= Giancarlo Venturini =

Italian fashion designer

Giancarlo Venturini was an Italian knitwear designer active in the 1950s-1970s.

Venturini was born in Lucca, and studied engineering at the University of Pisa. After developing an interest in fashion, he returned to Lucca where his sister Anna had established a knitting mill, and joined forces with her to develop clothing designs. In 1957, he came up with the idea of the "Portofino" collection of ensembles where unusual sweaters were matched with coordinating slacks, which was recognised as one of "the most significant innovations in knit sportswear". In 1960, Venturini launched a new company called "Maria" which specialised in hand-knitting rather than machine, and created garments showing unusually coloured intarsia combined with embroidery. His designs were well received, and he was invited to present his work at the Pitti Palace in Florence in 1965 and 1967.

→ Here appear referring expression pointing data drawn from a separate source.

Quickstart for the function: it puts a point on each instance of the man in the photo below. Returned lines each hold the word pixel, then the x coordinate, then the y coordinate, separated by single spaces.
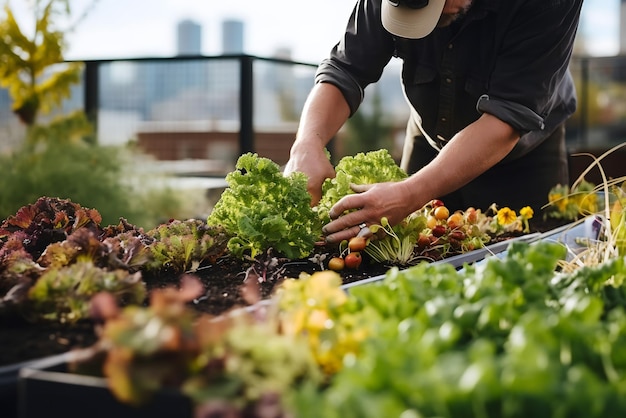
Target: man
pixel 489 89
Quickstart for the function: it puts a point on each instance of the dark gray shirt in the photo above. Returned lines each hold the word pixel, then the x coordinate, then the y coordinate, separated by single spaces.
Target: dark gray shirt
pixel 508 58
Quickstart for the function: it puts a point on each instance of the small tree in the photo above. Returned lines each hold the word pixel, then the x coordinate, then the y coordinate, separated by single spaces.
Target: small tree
pixel 26 60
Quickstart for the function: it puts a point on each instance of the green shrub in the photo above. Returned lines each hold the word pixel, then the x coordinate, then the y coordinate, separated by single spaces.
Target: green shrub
pixel 93 176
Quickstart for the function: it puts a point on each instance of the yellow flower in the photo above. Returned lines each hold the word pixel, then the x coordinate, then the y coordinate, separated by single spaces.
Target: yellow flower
pixel 526 212
pixel 506 216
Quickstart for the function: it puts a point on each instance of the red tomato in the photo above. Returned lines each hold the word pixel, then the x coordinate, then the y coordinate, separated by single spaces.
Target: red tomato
pixel 336 264
pixel 423 240
pixel 357 243
pixel 458 235
pixel 471 215
pixel 441 213
pixel 436 202
pixel 455 220
pixel 353 260
pixel 439 230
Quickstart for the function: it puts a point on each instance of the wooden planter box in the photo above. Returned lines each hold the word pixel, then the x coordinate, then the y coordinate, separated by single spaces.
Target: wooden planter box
pixel 46 389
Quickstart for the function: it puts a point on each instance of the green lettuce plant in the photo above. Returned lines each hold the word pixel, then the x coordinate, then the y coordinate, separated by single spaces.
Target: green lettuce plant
pixel 263 209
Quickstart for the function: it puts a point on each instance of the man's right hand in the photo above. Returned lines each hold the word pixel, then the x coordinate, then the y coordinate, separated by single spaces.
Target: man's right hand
pixel 313 162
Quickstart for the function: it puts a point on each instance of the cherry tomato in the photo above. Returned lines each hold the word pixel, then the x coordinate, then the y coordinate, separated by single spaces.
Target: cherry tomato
pixel 436 203
pixel 441 213
pixel 458 235
pixel 336 264
pixel 423 240
pixel 353 260
pixel 439 230
pixel 471 215
pixel 455 220
pixel 357 243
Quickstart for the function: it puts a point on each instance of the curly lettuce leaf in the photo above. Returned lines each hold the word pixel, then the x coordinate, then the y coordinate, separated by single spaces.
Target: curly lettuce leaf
pixel 264 209
pixel 363 168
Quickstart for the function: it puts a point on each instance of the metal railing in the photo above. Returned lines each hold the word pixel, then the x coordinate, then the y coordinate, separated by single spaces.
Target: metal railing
pixel 245 94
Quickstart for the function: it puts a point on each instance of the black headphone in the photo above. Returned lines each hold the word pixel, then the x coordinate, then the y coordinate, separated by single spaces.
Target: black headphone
pixel 411 4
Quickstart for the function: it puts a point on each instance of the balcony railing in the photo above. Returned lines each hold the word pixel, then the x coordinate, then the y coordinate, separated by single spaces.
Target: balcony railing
pixel 221 106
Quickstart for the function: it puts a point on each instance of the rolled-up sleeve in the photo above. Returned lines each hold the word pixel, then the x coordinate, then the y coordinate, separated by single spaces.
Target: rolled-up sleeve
pixel 518 116
pixel 360 56
pixel 530 75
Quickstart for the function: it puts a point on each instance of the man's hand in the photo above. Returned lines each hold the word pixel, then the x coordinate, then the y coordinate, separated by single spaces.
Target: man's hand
pixel 314 163
pixel 373 201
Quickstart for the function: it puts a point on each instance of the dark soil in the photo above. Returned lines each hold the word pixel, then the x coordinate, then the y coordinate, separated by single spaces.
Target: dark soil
pixel 21 341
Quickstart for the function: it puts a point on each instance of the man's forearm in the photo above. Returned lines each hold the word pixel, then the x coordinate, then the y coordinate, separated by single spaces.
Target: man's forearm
pixel 324 113
pixel 470 153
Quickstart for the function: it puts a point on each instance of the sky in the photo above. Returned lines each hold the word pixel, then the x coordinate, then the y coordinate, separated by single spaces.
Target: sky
pixel 114 29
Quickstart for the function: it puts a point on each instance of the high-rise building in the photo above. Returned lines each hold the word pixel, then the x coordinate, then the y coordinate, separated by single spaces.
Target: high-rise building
pixel 232 36
pixel 189 38
pixel 622 27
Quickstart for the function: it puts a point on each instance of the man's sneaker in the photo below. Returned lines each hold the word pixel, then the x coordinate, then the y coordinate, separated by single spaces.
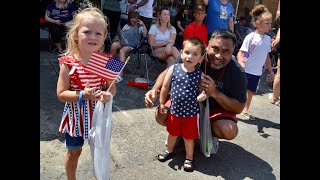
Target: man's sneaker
pixel 178 140
pixel 215 143
pixel 248 116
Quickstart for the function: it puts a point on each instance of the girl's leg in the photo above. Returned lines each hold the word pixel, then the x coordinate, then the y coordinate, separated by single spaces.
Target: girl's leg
pixel 71 162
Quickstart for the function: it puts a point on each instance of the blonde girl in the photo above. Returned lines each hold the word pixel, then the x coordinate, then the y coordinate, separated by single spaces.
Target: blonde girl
pixel 78 89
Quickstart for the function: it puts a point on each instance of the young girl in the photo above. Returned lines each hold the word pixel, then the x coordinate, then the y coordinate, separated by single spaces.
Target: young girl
pixel 183 80
pixel 129 36
pixel 254 53
pixel 78 89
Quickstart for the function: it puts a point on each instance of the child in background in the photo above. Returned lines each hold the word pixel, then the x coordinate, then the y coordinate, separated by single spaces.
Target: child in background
pixel 129 39
pixel 78 89
pixel 183 80
pixel 254 53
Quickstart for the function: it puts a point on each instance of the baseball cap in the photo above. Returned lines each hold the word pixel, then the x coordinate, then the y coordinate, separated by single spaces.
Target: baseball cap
pixel 199 8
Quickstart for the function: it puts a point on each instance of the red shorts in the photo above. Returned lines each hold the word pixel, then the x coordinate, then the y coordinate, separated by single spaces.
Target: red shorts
pixel 220 113
pixel 187 127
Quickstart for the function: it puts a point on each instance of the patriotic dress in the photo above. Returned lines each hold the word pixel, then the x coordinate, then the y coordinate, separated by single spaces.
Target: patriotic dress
pixel 77 120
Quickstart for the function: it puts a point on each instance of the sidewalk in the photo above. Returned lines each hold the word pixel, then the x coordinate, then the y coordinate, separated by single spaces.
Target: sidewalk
pixel 137 139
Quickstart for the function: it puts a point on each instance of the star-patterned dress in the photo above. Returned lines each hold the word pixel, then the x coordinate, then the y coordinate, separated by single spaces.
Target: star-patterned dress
pixel 77 120
pixel 184 92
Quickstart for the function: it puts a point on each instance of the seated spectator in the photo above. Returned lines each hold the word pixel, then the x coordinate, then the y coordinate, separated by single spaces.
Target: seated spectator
pixel 180 24
pixel 197 28
pixel 57 14
pixel 128 38
pixel 161 38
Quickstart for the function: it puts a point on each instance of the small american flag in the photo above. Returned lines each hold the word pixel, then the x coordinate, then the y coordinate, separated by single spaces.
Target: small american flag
pixel 104 66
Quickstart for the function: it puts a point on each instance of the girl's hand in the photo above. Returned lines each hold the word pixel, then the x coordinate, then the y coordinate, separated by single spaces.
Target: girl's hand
pixel 140 22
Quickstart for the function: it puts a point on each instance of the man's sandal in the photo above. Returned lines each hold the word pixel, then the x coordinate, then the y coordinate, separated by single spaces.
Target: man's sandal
pixel 188 168
pixel 166 156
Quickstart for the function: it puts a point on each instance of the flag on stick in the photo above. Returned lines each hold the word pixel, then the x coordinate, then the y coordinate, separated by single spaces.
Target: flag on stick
pixel 104 66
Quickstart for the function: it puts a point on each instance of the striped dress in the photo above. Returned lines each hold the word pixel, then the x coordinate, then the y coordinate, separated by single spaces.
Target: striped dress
pixel 77 120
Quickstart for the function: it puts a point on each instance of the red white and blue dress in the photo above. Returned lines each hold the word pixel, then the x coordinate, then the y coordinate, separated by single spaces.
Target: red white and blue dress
pixel 77 120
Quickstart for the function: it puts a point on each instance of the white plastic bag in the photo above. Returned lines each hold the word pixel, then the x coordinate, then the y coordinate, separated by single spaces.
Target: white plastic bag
pixel 205 130
pixel 100 134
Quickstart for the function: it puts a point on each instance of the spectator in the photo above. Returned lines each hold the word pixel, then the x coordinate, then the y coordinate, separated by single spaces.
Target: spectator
pixel 111 9
pixel 197 28
pixel 145 10
pixel 253 53
pixel 225 83
pixel 128 38
pixel 180 122
pixel 58 13
pixel 162 36
pixel 248 18
pixel 219 15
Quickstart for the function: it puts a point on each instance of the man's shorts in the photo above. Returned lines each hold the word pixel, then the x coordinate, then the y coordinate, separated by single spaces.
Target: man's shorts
pixel 252 82
pixel 220 113
pixel 73 143
pixel 186 127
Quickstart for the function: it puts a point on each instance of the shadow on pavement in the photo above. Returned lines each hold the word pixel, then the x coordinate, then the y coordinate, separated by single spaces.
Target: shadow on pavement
pixel 261 123
pixel 231 162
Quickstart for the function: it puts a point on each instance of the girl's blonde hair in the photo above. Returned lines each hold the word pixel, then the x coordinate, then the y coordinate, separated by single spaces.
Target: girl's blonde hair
pixel 258 12
pixel 158 19
pixel 73 27
pixel 65 5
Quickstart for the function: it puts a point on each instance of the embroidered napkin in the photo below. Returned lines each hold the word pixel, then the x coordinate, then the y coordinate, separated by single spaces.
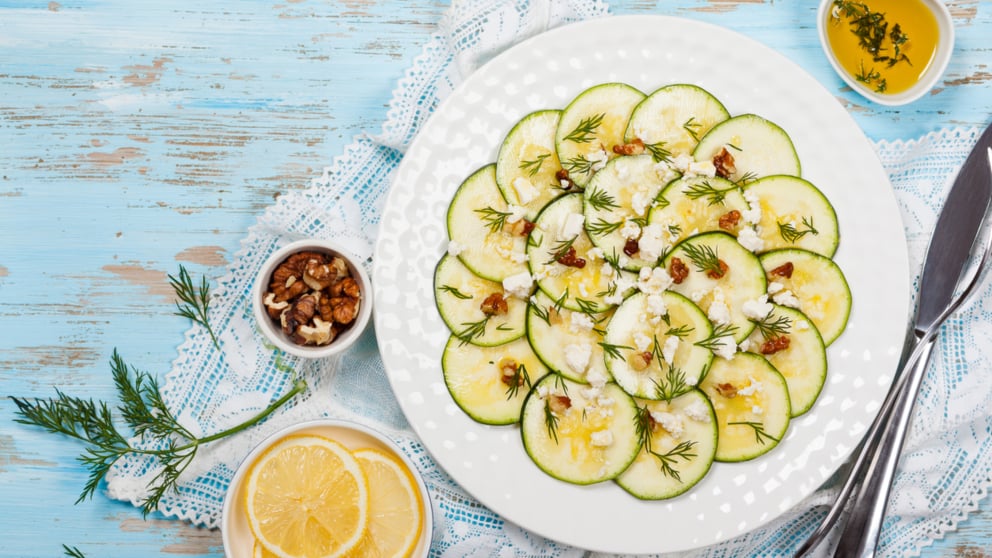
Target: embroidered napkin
pixel 945 471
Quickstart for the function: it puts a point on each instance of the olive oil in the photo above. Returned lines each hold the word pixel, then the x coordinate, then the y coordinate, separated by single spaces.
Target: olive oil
pixel 887 45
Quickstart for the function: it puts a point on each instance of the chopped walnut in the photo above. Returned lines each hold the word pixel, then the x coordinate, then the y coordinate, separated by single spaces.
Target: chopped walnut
pixel 678 271
pixel 635 147
pixel 312 297
pixel 718 273
pixel 730 219
pixel 724 163
pixel 640 361
pixel 494 305
pixel 784 270
pixel 726 390
pixel 775 344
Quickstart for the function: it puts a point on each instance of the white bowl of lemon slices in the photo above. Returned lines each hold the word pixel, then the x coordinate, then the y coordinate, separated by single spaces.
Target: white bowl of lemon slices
pixel 327 488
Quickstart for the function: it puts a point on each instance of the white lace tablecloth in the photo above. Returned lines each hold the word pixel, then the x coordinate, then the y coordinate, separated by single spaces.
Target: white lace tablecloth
pixel 945 470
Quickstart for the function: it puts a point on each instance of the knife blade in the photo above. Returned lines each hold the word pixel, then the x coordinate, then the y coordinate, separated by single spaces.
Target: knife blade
pixel 955 232
pixel 955 235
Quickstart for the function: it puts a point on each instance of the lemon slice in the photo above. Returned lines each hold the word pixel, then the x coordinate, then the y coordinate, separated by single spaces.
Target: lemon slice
pixel 307 497
pixel 395 507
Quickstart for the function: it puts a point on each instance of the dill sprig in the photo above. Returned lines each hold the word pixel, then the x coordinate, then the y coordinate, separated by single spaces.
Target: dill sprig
pixel 534 165
pixel 773 326
pixel 143 409
pixel 692 127
pixel 454 292
pixel 706 190
pixel 194 302
pixel 704 257
pixel 602 227
pixel 759 431
pixel 494 218
pixel 791 234
pixel 585 132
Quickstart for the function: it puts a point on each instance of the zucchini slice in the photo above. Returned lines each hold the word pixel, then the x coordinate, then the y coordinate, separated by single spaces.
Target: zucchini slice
pixel 590 284
pixel 672 119
pixel 758 147
pixel 577 433
pixel 479 226
pixel 460 295
pixel 722 297
pixel 490 383
pixel 527 162
pixel 591 125
pixel 794 214
pixel 752 406
pixel 811 283
pixel 651 348
pixel 698 204
pixel 617 202
pixel 803 359
pixel 568 342
pixel 679 440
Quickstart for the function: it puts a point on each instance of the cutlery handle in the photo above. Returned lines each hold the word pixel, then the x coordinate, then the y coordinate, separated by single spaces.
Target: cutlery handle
pixel 859 537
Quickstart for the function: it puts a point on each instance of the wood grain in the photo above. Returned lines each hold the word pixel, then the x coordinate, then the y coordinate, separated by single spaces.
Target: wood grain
pixel 138 137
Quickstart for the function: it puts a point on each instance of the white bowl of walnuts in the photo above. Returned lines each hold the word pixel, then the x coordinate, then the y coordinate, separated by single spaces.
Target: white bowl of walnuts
pixel 312 298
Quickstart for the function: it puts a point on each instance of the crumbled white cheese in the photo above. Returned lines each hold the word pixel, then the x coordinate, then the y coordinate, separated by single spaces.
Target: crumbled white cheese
pixel 577 356
pixel 455 248
pixel 748 238
pixel 670 422
pixel 630 230
pixel 701 168
pixel 758 308
pixel 697 411
pixel 656 305
pixel 652 242
pixel 580 322
pixel 751 215
pixel 724 347
pixel 516 213
pixel 598 159
pixel 526 192
pixel 653 280
pixel 786 298
pixel 571 226
pixel 668 351
pixel 518 285
pixel 641 342
pixel 718 312
pixel 640 202
pixel 601 438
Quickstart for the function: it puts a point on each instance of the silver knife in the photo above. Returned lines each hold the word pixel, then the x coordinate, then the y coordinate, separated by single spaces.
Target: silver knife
pixel 951 246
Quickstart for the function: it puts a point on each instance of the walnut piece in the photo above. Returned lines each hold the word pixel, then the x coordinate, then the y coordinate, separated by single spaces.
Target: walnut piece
pixel 312 297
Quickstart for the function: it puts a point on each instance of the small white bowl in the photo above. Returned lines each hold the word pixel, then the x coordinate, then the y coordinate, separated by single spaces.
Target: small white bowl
pixel 274 333
pixel 235 532
pixel 945 46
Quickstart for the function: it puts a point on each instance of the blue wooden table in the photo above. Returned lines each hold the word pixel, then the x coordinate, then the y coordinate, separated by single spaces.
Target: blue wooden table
pixel 135 137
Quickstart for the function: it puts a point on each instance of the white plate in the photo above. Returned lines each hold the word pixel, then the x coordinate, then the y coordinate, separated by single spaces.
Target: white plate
pixel 547 72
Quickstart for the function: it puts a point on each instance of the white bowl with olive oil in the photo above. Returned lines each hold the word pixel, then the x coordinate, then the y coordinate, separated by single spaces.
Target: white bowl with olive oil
pixel 891 52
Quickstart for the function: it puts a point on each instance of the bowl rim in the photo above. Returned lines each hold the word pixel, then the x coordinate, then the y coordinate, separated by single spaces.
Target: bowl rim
pixel 233 488
pixel 275 335
pixel 942 57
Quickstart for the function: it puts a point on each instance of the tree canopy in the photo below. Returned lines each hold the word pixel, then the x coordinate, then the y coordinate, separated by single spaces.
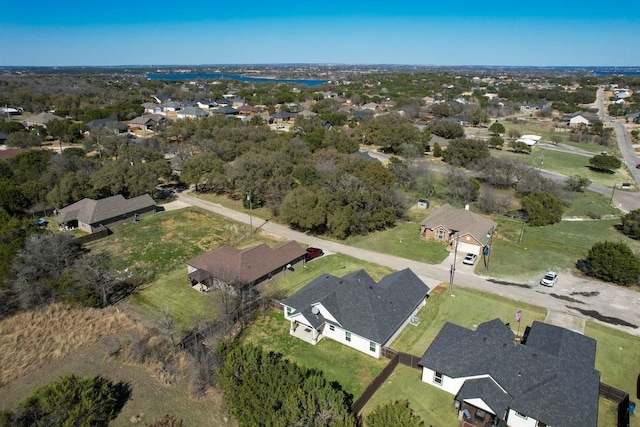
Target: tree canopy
pixel 542 209
pixel 631 224
pixel 266 389
pixel 612 262
pixel 70 401
pixel 604 163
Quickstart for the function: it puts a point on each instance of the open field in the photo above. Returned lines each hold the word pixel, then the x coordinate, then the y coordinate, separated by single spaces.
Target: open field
pixel 556 246
pixel 352 369
pixel 163 242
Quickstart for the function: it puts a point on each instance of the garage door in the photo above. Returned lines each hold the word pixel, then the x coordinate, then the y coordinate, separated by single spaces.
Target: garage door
pixel 468 248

Venturini was selected to receive the Neiman Marcus Fashion Award in 1967. His award was in recognition of how he had "revolutionized" knitted sportswear, according to the Schenectady Gazette. 1967 marked the first time that the award had been presented exclusively to Italian recipients, with the fellow winners being Valentino, Fiamma Ferragamo, Lydia de Roma and the fashion craftspeople of the entire city of Florence, whose award was accepted by Emilio Pucci.

Venturini retired from fashion design in 1984, became a restorer of buildings in Italy, and as of 2022, is an artist and picture-frame-builder in Castelvecchio.